諏訪和慶(Kazu Suwa)について
諏訪和慶(Kazu Suwa)は独自性を保ちつつクラシック・ギターの豊かな響きや叙情性を蘇らせることを志す日本人クラシック・ギターリスト。音楽の真正さを追求する傍ら、ギター演奏を通じて聞き手の心に残る特別な時間を提供することに情熱を傾けるクラシック・ギターリストとして知られている。諏訪は演奏プログラムの選曲にも細心の注意を払い、流行に左右されることなくギターの持つ唯一無二の美しさが最大限に反映される演奏を提供することに注力している。
音楽評論家、濱田滋朗氏は『ロンドンに住む日本人ギタリト、KAZU SUWAこと諏訪和慶が神秘の領域とも呼べる、「詩情」への鍵を身につけている、まさしくその選ばれた一人であることを私は疑わない。(…)音色の用い方、間の取り方、テンポの伸縮や強弱の抑揚における、微妙かつ自然な呼吸…. すべてが、「詩情の領域」を識り抜き、それを拠りどころとする貴重な芸術家の技である。
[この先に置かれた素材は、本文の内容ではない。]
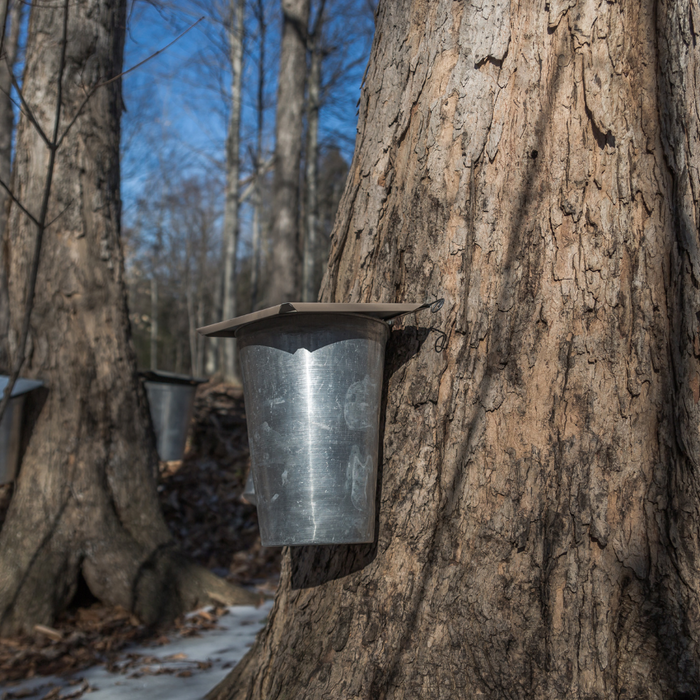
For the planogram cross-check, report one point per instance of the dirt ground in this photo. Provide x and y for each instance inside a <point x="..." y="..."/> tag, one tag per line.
<point x="201" y="501"/>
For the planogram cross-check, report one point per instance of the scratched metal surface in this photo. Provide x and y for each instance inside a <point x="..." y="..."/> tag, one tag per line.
<point x="313" y="390"/>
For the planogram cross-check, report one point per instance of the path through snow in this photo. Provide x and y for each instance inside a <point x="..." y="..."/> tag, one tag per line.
<point x="186" y="668"/>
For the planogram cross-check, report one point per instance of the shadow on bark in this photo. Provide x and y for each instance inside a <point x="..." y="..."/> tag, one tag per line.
<point x="504" y="334"/>
<point x="33" y="405"/>
<point x="315" y="565"/>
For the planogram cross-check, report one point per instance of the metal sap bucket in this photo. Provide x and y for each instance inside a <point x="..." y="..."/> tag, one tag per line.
<point x="11" y="426"/>
<point x="249" y="490"/>
<point x="171" y="401"/>
<point x="313" y="384"/>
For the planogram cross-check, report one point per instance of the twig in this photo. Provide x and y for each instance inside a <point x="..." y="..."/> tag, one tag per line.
<point x="56" y="218"/>
<point x="116" y="77"/>
<point x="28" y="111"/>
<point x="17" y="202"/>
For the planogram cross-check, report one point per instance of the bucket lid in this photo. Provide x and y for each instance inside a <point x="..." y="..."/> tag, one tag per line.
<point x="227" y="329"/>
<point x="152" y="375"/>
<point x="22" y="386"/>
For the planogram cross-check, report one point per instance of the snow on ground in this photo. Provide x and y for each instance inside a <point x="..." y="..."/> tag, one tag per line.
<point x="186" y="668"/>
ギターという楽器は、そしてギタリストという芸術家は、このようであってほしい』と評された。
スペインと南米の音楽作品22曲を収めたデビューCD「ギター・リサイタル」は英国やスペイン、米国、イタリア、フランス、オーストラリア、カナダ、日本において様々な評論家や文化機関から高い評価を得る。このアルバムは2015年にレコード芸術誌の準特選版に選ばれる。
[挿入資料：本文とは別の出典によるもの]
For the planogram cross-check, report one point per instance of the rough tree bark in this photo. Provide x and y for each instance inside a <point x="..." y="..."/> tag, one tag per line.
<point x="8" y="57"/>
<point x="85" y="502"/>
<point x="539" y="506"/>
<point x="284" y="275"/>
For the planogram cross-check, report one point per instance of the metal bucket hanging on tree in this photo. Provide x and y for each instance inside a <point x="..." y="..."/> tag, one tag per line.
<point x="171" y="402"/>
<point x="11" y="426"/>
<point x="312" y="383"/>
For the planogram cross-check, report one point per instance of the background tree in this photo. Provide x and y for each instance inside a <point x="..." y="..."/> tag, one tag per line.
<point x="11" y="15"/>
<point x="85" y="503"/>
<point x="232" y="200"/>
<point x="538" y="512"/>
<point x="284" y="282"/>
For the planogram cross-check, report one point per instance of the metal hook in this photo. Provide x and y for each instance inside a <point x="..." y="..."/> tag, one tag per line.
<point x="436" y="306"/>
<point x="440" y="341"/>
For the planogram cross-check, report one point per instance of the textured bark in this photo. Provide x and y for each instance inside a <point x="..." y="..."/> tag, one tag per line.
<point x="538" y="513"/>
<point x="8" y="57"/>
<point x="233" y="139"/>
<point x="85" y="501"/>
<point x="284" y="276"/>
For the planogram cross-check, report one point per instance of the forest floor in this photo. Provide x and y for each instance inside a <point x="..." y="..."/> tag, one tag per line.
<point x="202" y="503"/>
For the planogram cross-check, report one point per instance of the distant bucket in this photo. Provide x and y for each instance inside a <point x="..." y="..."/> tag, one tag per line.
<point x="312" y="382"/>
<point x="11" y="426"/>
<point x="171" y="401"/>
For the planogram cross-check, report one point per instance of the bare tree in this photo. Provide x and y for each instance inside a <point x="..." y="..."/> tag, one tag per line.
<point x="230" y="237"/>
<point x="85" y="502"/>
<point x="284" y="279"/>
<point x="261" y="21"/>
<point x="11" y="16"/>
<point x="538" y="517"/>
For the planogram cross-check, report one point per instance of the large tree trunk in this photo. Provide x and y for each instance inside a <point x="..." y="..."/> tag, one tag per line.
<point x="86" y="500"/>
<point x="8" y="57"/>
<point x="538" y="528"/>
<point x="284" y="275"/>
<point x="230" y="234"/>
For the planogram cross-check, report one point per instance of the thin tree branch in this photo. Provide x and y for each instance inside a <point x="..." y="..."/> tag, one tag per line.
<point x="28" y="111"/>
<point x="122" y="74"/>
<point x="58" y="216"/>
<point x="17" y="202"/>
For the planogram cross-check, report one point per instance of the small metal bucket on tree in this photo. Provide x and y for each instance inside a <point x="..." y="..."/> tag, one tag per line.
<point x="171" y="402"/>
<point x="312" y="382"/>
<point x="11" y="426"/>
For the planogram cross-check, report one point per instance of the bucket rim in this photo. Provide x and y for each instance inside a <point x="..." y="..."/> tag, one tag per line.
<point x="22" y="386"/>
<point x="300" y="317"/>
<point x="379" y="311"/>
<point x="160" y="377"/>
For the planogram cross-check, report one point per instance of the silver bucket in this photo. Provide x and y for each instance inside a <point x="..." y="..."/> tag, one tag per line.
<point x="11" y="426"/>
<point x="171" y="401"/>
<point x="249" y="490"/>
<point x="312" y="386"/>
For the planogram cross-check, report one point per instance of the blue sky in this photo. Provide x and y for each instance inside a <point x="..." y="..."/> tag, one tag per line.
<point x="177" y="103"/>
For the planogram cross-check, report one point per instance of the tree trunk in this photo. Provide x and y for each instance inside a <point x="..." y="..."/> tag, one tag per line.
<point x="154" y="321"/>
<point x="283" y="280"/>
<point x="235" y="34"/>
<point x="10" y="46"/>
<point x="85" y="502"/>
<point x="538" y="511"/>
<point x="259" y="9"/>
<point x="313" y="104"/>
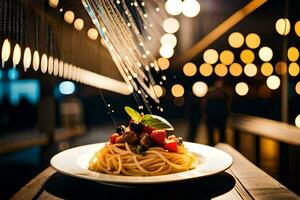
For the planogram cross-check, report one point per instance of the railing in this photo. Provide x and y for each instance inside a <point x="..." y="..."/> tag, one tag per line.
<point x="281" y="132"/>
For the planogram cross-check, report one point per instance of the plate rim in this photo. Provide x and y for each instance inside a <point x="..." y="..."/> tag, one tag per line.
<point x="144" y="178"/>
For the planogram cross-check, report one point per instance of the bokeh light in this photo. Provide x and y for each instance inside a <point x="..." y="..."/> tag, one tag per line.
<point x="236" y="40"/>
<point x="173" y="7"/>
<point x="189" y="69"/>
<point x="200" y="89"/>
<point x="247" y="56"/>
<point x="273" y="82"/>
<point x="242" y="88"/>
<point x="177" y="90"/>
<point x="190" y="8"/>
<point x="210" y="56"/>
<point x="235" y="69"/>
<point x="293" y="54"/>
<point x="171" y="25"/>
<point x="69" y="16"/>
<point x="206" y="69"/>
<point x="297" y="88"/>
<point x="226" y="57"/>
<point x="265" y="54"/>
<point x="281" y="67"/>
<point x="163" y="63"/>
<point x="221" y="70"/>
<point x="252" y="40"/>
<point x="293" y="69"/>
<point x="283" y="26"/>
<point x="250" y="70"/>
<point x="266" y="69"/>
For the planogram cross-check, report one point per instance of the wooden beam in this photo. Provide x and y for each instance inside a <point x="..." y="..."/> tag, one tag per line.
<point x="220" y="30"/>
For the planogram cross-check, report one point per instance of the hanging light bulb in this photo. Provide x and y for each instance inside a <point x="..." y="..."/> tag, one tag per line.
<point x="27" y="58"/>
<point x="173" y="7"/>
<point x="190" y="8"/>
<point x="5" y="53"/>
<point x="16" y="55"/>
<point x="36" y="60"/>
<point x="44" y="63"/>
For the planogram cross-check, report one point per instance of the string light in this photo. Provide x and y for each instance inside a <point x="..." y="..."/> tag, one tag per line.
<point x="69" y="16"/>
<point x="297" y="88"/>
<point x="206" y="69"/>
<point x="5" y="53"/>
<point x="177" y="90"/>
<point x="163" y="63"/>
<point x="27" y="58"/>
<point x="281" y="67"/>
<point x="189" y="69"/>
<point x="273" y="82"/>
<point x="210" y="56"/>
<point x="190" y="8"/>
<point x="44" y="63"/>
<point x="293" y="54"/>
<point x="235" y="69"/>
<point x="166" y="51"/>
<point x="221" y="70"/>
<point x="79" y="24"/>
<point x="236" y="40"/>
<point x="266" y="69"/>
<point x="171" y="25"/>
<point x="200" y="89"/>
<point x="50" y="65"/>
<point x="265" y="54"/>
<point x="16" y="55"/>
<point x="283" y="26"/>
<point x="226" y="57"/>
<point x="252" y="40"/>
<point x="242" y="88"/>
<point x="247" y="56"/>
<point x="53" y="3"/>
<point x="36" y="60"/>
<point x="293" y="69"/>
<point x="173" y="7"/>
<point x="297" y="28"/>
諏訪の幅広く奥の深いギターの熟達はスペイン・カタルーニャの作曲家、フェデリコ・モンポウなどのピアノ曲におけるギター編曲とその録音にさらに見ることが出来る。実際、バルセローナのフェデリコ・モンポウ財団は『Kazu Suwa氏は演奏家としての側面に加えて、注目すべき編曲の才能を兼ね備えた、正に最も広い意味での音楽家である。Suwa氏は真に忠実な編曲をされ、彼の巧妙な演奏とその音質によりギターという楽器を、各々のモンポウ作品の音楽的エッセンスを引き出す為の完璧な楽器に高めた事を強調したい』と評された。モンポウは諏訪が最も敬愛する作曲家の一人であり、自らギターのために編曲したモンポウのピアノ作品の一つがこのデビュー・アルバムに収録されている。
英国はロンドンでの長い活動後、現在諏訪和慶はスペインに居住し教育活動にも力を入れている。
諏訪はマドリッド王立上級音楽院でギターを専攻する。同時期、著名なマエストロ達によるギターやピアノのマスタークラスを数多く受講する。日本ではギターをナルシソ・イエペスの直弟子であった芳志戸幹雄に師事。日本大学芸術学部でギターを専攻し芳志戸幹雄・原善伸・樹神功の各氏に師事する。